Caption: The plugins interface hints at a distribution layer for reusable capability, where tools become discoverable building blocks instead of hidden setup steps.
Caption: The automations interface points toward another key layer: recurring intent can be packaged, scheduled, and reused rather than re-explained each time.
Why Translators determine the edge of the platform
An agent platform does not really contain two kinds of people. It contains three:
- Experts: the people who produce capability
- Translators: the people who translate capability into recognizable scenarios
- Original Users: the people who vote with needs, copying, and sharing
The most important and most underestimated role is the Translator.
Experts make systems stronger. They get workflows to actually work. They create the underlying capability. But Experts also naturally push language toward density, abstraction, and technical vocabulary. They talk about routing, context, tool calling, permissions, and deployment structure. All of this matters, but none of it naturally serves as a mass-market entry point.
Original Users do not mainly care how the thing was built. They care about different questions:
- Is this my problem too?
- Can I use this result directly?
- How much learning and setup cost am I taking on?
That is where Translators matter.
They do not need to understand every technical layer. They need to run through a real scenario and then explain what Experts built in language ordinary users can recognize:
- “I used to spend an hour every week organizing client updates. Now it is done for me.”
- “I used to write weekly reports by digging through chats. Now the summary is already waiting for me.”
- “I do not understand automation, but I no longer have to fill these tables by hand.”

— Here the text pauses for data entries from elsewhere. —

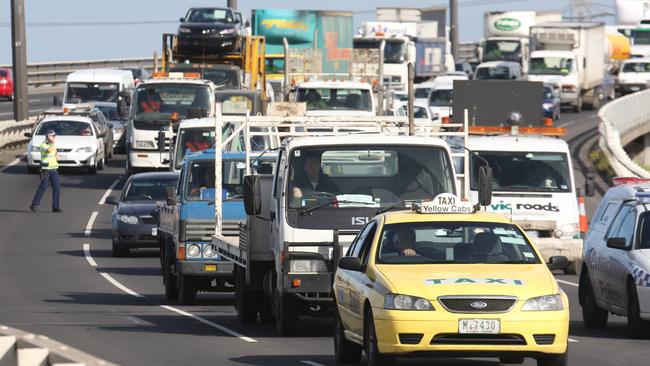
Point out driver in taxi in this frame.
[291,153,339,199]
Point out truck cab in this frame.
[158,147,275,305]
[126,73,215,175]
[294,81,377,117]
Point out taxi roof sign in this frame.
[411,193,475,214]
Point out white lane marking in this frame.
[0,154,26,172]
[99,179,120,205]
[83,243,97,267]
[300,361,325,366]
[160,305,257,343]
[99,272,144,297]
[84,211,99,236]
[555,278,580,287]
[125,316,156,327]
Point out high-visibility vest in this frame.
[40,141,59,170]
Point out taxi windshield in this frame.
[377,221,541,264]
[289,145,455,209]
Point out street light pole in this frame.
[11,0,29,121]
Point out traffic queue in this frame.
[16,2,650,366]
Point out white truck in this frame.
[481,11,562,73]
[213,113,467,336]
[126,73,215,175]
[527,23,605,113]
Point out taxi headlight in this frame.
[185,244,201,258]
[289,258,327,272]
[203,244,217,258]
[120,215,138,225]
[384,294,435,310]
[521,294,564,311]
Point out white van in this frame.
[474,61,522,80]
[62,69,134,106]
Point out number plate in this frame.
[458,319,501,334]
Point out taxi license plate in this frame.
[458,319,501,334]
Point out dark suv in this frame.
[177,8,246,56]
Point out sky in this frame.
[0,0,614,65]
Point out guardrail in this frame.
[0,57,155,87]
[0,326,115,366]
[598,90,650,178]
[0,117,36,149]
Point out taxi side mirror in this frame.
[607,238,629,250]
[548,255,569,271]
[339,257,365,272]
[244,175,262,216]
[478,165,492,206]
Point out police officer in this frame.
[29,130,61,212]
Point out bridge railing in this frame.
[0,57,155,87]
[598,90,650,178]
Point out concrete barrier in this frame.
[0,326,115,366]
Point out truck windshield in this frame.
[528,57,574,75]
[470,151,571,192]
[621,62,650,72]
[377,221,540,264]
[296,87,372,111]
[429,89,454,107]
[475,66,510,80]
[185,157,275,201]
[483,39,521,62]
[133,83,211,130]
[632,29,650,46]
[174,128,215,169]
[288,145,455,208]
[65,82,120,103]
[354,38,406,64]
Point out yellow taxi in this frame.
[333,194,569,366]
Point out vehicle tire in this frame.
[111,238,129,258]
[627,281,650,339]
[275,294,298,337]
[499,357,524,365]
[572,95,582,113]
[177,274,196,305]
[580,270,608,329]
[334,304,363,363]
[163,251,178,300]
[363,309,395,366]
[537,348,569,366]
[235,266,258,324]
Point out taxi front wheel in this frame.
[334,304,362,363]
[363,309,395,366]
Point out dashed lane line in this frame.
[160,305,257,343]
[83,243,97,267]
[84,211,99,236]
[99,179,120,205]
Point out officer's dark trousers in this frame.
[32,169,60,209]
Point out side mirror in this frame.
[478,166,492,206]
[585,173,596,197]
[607,238,629,250]
[244,175,262,216]
[547,255,569,271]
[165,187,176,206]
[339,257,365,272]
[158,131,165,151]
[117,99,129,118]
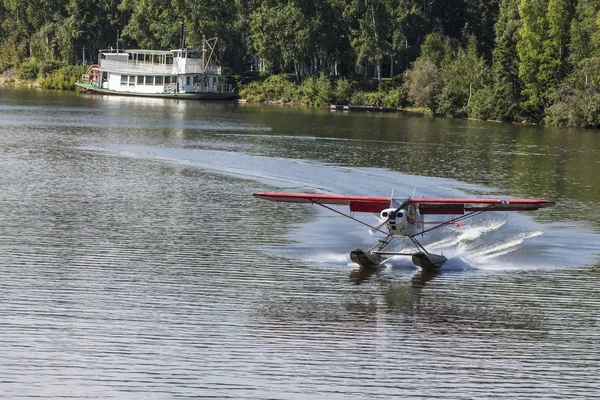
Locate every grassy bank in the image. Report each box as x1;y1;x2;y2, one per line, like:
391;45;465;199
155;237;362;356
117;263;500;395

Notion did not break out because its most advanced users built the most complex databases. It broke out because people translated the product into slices of ordinary life. Figma Community spread not just because designers shared files, but because other people could take them and adapt them immediately. Canva templates scaled not because ordinary users suddenly became designers, but because the platform packaged expertise into something low-friction and usable.
The same is true for agents.
The edge of the platform is not determined by Experts. It is determined by Translators.

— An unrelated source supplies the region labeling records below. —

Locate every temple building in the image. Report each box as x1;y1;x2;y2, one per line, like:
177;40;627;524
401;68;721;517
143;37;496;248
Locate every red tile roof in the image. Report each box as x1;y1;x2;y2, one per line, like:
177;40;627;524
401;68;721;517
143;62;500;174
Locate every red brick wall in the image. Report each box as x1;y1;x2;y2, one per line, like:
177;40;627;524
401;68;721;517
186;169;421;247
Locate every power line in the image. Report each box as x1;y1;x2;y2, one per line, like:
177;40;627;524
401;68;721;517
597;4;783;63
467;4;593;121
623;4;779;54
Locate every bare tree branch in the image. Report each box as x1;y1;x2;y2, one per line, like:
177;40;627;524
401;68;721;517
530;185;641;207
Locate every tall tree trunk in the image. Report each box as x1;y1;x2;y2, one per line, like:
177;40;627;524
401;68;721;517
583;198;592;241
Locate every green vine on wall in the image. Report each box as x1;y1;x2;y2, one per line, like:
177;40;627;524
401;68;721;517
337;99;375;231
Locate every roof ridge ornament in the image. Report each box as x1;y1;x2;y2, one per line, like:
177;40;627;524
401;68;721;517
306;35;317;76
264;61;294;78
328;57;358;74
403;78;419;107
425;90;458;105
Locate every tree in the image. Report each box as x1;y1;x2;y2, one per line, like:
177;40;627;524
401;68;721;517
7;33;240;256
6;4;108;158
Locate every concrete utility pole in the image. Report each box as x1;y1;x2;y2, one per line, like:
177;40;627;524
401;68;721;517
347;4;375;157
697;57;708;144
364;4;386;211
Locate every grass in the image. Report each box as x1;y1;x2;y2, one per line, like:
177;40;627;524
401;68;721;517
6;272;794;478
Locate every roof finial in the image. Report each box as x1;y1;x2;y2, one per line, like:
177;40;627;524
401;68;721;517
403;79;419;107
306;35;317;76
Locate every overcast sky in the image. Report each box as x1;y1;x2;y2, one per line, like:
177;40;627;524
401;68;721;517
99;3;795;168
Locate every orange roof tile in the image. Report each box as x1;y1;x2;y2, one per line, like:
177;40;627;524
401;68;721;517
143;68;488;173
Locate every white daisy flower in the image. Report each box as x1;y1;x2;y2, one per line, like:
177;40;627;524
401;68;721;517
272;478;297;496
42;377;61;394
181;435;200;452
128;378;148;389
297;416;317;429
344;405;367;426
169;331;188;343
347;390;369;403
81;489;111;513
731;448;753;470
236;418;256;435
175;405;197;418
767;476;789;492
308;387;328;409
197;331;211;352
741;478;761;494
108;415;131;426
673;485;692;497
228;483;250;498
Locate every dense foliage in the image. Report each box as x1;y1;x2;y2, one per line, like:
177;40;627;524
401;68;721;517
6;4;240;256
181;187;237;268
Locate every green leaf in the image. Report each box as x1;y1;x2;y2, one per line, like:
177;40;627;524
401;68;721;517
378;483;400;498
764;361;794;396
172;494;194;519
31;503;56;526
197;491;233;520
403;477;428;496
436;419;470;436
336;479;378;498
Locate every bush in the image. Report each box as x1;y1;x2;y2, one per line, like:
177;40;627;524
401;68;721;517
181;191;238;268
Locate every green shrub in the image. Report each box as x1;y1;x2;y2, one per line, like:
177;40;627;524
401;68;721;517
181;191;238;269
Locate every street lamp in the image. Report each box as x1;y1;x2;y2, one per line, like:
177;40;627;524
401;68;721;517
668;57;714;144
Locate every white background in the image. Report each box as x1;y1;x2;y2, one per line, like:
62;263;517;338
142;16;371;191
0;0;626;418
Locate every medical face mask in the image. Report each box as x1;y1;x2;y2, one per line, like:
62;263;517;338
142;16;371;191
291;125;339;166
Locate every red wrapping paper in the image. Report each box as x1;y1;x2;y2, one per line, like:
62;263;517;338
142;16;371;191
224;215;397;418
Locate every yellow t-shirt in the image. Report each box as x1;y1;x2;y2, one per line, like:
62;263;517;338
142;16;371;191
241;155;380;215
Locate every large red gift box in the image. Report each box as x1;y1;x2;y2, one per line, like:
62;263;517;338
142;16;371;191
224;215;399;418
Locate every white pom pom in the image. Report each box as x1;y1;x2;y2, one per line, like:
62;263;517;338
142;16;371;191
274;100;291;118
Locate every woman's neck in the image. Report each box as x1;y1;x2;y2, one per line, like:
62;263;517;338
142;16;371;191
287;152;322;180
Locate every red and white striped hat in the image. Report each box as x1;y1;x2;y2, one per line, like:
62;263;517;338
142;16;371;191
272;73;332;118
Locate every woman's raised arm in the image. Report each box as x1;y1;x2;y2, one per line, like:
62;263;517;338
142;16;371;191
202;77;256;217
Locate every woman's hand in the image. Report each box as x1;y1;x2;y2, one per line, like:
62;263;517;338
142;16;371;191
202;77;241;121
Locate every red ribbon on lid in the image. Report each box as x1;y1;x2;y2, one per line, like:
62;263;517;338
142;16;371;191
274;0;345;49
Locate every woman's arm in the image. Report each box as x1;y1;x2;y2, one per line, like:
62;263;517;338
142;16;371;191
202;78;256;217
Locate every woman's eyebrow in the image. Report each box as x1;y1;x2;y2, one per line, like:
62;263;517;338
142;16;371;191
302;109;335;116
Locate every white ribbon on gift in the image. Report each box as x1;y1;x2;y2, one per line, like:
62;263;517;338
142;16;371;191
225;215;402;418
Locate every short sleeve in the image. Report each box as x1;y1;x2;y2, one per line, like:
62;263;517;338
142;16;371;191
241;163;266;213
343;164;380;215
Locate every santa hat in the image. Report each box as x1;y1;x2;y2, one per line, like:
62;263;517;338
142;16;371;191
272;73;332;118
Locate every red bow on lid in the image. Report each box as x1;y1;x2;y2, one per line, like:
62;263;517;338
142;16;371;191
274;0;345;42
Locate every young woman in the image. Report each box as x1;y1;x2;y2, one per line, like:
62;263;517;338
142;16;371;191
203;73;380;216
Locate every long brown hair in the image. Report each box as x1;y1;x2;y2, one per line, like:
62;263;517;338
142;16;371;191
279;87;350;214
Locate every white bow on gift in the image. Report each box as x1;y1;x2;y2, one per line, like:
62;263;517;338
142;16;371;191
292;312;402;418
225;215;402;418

Experts define the upper bound of capability. Translators define whether that capability can move beyond the technical circle and become broadly recognizable, shareable, and reusable.
Conclusion
The real sign of AGI adoption is not that everyone learns to write prompts, or that everyone understands agentic workflow design, or that everyone joins a technical community.

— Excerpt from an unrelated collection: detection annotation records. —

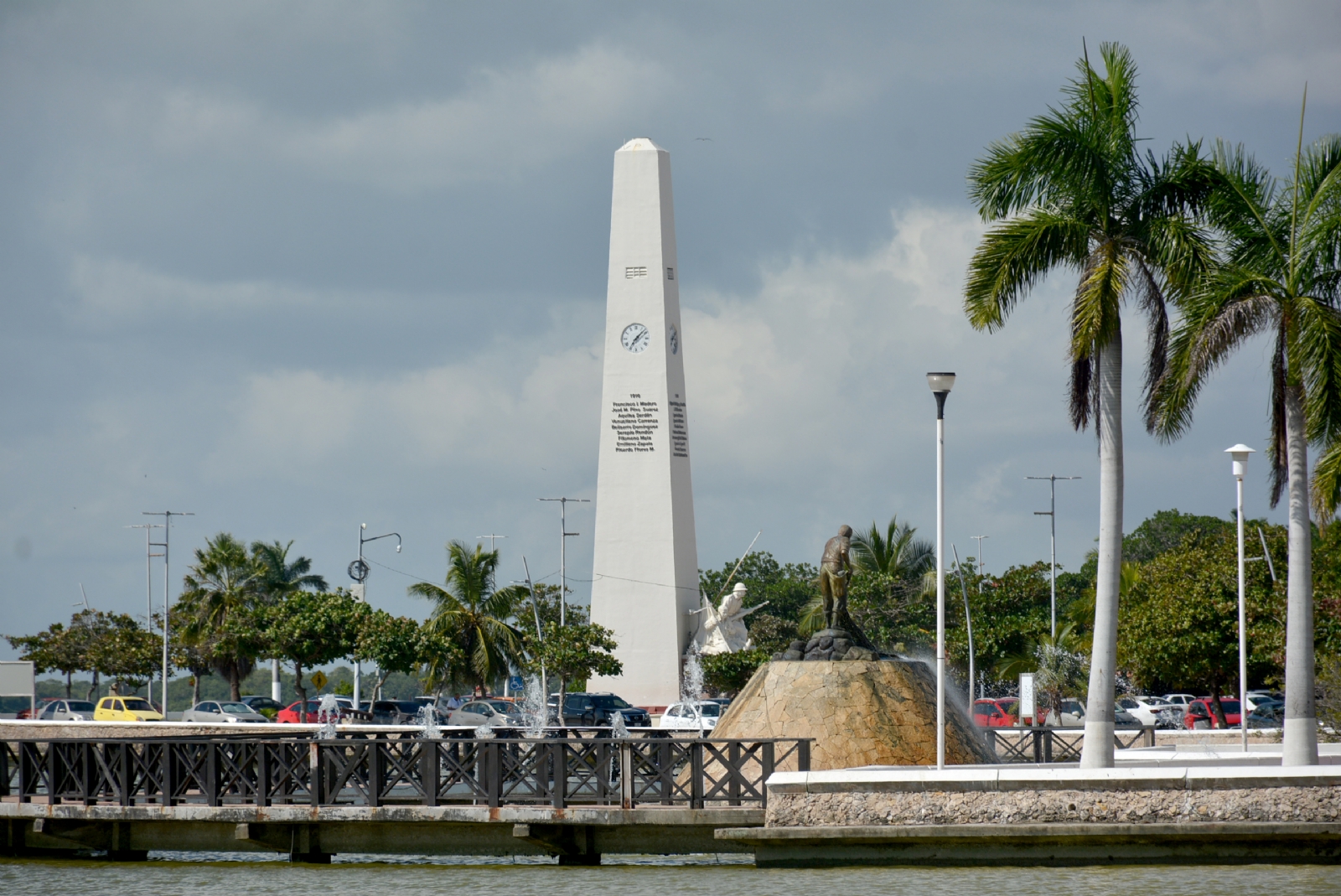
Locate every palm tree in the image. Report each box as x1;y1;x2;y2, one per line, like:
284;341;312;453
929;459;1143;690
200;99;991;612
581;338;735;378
964;44;1211;767
252;539;327;707
252;541;327;601
1155;116;1341;764
179;532;264;700
852;515;936;579
409;542;527;686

The real sign is this: people can directly reuse results that other people have already made work, the same way they copy a Notion template or use a Canva template.
When that happens, the spread of agent capability will no longer depend mainly on chat logs, group messages, forum threads, or tutorial content.
It will happen through a new kind of platform:
- one that captures real needs
- one that stores reusable assets
- one that rewards Translators and builders
- one that lets ordinary users benefit from complex systems without needing to understand them first
That is what I mean by Agentic Community as Service.